An excessively-masculine society is not only sub optimally pleasant for all but the most masculine people who 'win' within it, it is also entirely unsustainable, as was made clear in the toppling of Wall Street that followed that most deliciously masculine results-obsessed orgy that was the lead up to the 2008 financial crisis.

Which brings us back to our Millennial man.

Our hero hasn't always taken time to smell his coffee. He was raised in the era of masculine hype, spending time on things that looked good on his college application, measuring his worth by admissions and accolades. He was inundated with information and technology and Adderrall prescriptions that made him ever-more productive. He took out loans to get degrees that would make him more competitive in the world.

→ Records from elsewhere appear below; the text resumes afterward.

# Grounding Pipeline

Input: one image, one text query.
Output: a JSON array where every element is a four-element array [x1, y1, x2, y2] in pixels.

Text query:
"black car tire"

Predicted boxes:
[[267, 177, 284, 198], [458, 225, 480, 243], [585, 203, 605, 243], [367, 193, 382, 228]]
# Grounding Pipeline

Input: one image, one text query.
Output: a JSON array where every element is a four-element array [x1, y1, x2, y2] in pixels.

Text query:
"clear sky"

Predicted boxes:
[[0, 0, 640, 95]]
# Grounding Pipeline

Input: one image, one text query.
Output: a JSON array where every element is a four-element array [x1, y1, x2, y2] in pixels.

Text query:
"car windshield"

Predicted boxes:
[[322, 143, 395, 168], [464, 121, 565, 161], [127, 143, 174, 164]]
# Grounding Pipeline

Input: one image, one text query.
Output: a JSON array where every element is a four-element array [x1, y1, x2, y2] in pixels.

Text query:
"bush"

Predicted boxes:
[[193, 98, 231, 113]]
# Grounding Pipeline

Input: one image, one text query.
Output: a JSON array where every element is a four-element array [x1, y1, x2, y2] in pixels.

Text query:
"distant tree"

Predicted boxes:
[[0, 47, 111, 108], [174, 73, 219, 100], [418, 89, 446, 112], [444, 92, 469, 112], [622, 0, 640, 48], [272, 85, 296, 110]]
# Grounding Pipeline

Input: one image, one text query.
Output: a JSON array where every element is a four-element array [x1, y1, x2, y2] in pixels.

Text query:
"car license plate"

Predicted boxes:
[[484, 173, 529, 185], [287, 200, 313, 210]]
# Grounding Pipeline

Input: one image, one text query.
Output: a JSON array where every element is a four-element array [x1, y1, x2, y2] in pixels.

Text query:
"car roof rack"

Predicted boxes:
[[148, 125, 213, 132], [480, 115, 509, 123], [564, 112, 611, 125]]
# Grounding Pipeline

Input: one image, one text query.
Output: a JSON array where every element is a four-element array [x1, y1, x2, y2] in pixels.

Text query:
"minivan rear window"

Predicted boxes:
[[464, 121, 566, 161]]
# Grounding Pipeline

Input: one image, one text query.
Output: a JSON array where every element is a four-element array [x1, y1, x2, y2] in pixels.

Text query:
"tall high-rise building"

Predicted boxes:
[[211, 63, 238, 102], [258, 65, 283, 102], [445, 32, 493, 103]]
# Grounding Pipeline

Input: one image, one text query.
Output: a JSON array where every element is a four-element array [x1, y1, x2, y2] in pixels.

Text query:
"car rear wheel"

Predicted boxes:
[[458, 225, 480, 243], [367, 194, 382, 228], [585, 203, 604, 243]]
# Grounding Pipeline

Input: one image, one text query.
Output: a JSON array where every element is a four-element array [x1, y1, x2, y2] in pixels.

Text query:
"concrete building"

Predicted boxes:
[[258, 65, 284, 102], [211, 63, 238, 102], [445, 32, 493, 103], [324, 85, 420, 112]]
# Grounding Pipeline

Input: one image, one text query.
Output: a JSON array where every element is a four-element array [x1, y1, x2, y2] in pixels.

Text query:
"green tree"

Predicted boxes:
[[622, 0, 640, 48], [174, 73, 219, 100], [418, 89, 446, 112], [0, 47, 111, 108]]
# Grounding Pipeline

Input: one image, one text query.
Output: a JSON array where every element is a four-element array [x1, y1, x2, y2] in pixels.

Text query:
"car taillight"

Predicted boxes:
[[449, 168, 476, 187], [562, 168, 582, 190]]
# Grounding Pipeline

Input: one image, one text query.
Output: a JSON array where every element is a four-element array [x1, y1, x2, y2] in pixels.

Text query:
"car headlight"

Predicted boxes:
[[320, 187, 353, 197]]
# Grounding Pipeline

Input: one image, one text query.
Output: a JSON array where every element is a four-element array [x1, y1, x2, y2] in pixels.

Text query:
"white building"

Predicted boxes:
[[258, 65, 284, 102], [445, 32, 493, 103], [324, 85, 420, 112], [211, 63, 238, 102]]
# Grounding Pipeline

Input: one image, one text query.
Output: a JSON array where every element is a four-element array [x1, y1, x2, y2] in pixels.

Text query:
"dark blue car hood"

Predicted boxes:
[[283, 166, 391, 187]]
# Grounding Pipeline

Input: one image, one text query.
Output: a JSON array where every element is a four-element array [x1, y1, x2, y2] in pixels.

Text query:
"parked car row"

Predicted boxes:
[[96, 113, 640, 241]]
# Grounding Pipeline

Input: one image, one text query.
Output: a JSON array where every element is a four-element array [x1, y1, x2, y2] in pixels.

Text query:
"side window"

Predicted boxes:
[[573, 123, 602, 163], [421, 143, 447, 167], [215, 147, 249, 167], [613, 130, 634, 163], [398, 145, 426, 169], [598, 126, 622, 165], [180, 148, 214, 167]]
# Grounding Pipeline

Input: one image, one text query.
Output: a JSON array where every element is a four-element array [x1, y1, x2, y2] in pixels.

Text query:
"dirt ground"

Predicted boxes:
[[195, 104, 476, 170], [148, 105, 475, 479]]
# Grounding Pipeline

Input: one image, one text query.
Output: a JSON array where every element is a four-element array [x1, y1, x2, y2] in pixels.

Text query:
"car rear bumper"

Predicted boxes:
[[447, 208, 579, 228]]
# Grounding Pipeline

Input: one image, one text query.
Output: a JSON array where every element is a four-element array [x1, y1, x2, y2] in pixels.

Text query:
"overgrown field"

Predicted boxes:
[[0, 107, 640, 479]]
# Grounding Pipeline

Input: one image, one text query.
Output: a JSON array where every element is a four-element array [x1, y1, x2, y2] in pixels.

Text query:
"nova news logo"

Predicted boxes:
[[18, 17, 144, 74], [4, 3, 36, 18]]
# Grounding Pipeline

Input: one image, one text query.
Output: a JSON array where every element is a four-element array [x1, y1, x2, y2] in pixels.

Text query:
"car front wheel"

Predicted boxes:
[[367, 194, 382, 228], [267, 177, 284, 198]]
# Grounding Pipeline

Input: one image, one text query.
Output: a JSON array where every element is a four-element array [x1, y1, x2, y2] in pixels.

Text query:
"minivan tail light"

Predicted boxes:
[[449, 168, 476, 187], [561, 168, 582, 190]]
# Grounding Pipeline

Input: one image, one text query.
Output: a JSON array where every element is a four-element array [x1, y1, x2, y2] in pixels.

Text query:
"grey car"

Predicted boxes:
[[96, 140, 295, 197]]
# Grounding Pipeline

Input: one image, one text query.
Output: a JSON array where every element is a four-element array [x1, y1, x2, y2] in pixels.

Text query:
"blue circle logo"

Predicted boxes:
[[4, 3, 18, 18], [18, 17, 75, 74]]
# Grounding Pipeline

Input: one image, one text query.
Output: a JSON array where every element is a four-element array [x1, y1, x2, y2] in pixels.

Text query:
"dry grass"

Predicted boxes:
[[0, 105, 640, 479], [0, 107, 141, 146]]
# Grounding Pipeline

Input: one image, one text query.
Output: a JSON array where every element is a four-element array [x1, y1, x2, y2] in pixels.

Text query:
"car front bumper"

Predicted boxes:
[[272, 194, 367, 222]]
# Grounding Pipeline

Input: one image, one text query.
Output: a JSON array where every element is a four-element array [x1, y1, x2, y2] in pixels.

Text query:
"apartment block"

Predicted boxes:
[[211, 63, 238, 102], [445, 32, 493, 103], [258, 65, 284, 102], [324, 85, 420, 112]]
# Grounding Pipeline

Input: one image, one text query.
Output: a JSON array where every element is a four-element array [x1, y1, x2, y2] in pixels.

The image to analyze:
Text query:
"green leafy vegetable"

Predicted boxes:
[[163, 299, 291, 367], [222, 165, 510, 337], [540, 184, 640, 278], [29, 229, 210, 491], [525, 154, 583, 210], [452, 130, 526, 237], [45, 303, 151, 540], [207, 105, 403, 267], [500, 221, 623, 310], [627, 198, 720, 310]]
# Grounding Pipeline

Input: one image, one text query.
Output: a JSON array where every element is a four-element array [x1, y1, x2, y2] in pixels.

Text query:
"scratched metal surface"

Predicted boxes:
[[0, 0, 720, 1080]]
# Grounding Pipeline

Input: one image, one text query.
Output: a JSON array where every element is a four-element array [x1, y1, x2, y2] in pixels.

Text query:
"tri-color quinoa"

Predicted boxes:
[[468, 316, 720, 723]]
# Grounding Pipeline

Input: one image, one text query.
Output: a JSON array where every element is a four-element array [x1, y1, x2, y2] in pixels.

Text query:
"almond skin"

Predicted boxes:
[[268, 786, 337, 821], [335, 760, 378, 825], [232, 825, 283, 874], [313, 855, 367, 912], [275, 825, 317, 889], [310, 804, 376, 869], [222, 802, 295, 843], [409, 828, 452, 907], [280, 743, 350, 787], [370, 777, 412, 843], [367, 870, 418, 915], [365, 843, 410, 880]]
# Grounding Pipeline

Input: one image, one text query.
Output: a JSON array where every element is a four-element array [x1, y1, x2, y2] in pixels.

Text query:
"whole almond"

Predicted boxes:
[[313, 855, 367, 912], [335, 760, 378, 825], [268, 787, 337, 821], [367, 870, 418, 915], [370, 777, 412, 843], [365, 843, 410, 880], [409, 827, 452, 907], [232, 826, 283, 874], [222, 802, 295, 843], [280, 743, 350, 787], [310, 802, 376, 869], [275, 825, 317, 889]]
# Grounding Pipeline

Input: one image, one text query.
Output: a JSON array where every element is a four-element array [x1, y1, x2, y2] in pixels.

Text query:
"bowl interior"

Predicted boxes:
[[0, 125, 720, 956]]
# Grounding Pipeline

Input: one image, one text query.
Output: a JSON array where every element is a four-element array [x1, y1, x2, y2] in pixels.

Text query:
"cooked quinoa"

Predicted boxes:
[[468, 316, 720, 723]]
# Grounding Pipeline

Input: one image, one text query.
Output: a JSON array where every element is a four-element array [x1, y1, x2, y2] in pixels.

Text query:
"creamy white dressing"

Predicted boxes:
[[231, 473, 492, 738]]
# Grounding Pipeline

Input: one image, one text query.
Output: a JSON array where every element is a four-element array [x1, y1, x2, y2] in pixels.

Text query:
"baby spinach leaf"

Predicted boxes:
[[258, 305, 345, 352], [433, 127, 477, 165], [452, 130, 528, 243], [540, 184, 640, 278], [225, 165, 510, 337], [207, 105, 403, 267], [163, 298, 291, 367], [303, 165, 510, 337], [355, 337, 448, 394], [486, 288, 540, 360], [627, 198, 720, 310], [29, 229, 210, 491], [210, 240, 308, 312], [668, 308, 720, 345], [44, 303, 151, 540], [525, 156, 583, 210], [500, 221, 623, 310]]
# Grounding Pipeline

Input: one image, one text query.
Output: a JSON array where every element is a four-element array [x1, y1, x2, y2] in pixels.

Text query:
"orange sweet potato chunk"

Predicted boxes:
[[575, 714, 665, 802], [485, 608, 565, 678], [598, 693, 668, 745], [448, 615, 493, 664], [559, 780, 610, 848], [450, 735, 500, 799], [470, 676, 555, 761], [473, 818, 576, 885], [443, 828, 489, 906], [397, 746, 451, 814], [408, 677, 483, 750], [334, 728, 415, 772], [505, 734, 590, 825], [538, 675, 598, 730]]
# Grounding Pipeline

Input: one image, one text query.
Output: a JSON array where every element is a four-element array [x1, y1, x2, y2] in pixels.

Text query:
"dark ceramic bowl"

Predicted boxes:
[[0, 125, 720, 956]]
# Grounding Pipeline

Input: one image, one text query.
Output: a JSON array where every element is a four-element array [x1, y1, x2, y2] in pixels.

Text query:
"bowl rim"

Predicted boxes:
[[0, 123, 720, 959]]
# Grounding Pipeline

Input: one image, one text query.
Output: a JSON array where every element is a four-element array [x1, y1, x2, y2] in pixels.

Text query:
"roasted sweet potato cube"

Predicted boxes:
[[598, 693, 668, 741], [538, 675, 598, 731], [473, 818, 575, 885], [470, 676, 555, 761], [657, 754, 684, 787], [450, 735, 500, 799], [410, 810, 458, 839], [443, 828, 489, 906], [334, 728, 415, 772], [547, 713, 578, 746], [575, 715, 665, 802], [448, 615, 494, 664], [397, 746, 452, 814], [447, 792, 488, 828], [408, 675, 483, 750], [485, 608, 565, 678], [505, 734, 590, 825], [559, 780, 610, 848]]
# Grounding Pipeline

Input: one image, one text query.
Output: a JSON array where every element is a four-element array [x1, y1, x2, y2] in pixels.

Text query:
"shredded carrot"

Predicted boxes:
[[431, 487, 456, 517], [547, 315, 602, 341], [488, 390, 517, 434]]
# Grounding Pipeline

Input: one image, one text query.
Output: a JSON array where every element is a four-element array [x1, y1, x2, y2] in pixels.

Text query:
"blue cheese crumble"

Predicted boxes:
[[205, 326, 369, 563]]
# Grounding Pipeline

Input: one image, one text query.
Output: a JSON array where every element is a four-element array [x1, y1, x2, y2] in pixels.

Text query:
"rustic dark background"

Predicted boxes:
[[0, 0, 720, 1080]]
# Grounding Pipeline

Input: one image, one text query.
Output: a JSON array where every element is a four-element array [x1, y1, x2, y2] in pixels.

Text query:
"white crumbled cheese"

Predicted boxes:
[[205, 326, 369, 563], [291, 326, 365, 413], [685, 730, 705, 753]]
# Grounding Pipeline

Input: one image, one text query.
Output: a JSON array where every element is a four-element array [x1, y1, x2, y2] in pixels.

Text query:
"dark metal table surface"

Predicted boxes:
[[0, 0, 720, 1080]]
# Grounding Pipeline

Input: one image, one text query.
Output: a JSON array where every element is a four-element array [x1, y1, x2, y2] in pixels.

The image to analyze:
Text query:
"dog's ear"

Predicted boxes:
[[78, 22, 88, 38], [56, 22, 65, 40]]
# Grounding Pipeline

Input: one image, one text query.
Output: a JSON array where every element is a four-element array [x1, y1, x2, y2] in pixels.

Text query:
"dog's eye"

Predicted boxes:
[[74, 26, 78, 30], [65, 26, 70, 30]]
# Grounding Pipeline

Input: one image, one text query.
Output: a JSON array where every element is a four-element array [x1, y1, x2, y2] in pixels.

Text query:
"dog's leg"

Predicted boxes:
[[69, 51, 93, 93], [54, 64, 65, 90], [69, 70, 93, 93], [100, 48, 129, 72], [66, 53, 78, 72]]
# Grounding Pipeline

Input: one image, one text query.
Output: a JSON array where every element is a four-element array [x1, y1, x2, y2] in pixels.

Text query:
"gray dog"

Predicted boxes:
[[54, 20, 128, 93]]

And then the financial crisis happened, and all that results-orientation spat him out into a jobless economy with a pile of student debt and a lot of questions about why and how and what, exactly, he'd been working toward.

To a masculine Baby Boomer, the locally-roasted pour over latte seems like a waste of time; the do what you love mentality of work reeks of entitlement; the meditation might be justifiable, but only because of recent scientific surveys that suggest meditation can increase productivity.

But to me, all these things are symptoms of femininity quietly revolting against a masculine system that is failing, and, in liberating itself for men the same way masculinity liberated itself for women forty years ago, an important step toward true gender equality.

I do not mean to suggest there is not legitimacy to Baby Boomers' concerns, or that femininity is better than masculinity - too feminine a society is no more ideal than too masculine of one. But I think the anger we sense in society right now is nothing more than the desperate last stand of a domineering masculinity that is slowly but surely losing its grip. And that if we can, in its place, learn to respect and appreciate that we need individuals who mind experience as much as we need individuals to mind results, and that it doesn't matter the gender of who does what or if a person wants to dabble in a little of both, then I dare to hope that we are on the precipice of a society that works on both the individual and the macro level, which is a future to which I will gladly lift my locally-roasted single-origin raw cashew milk with organic fair trade Maca garnish pour over latte.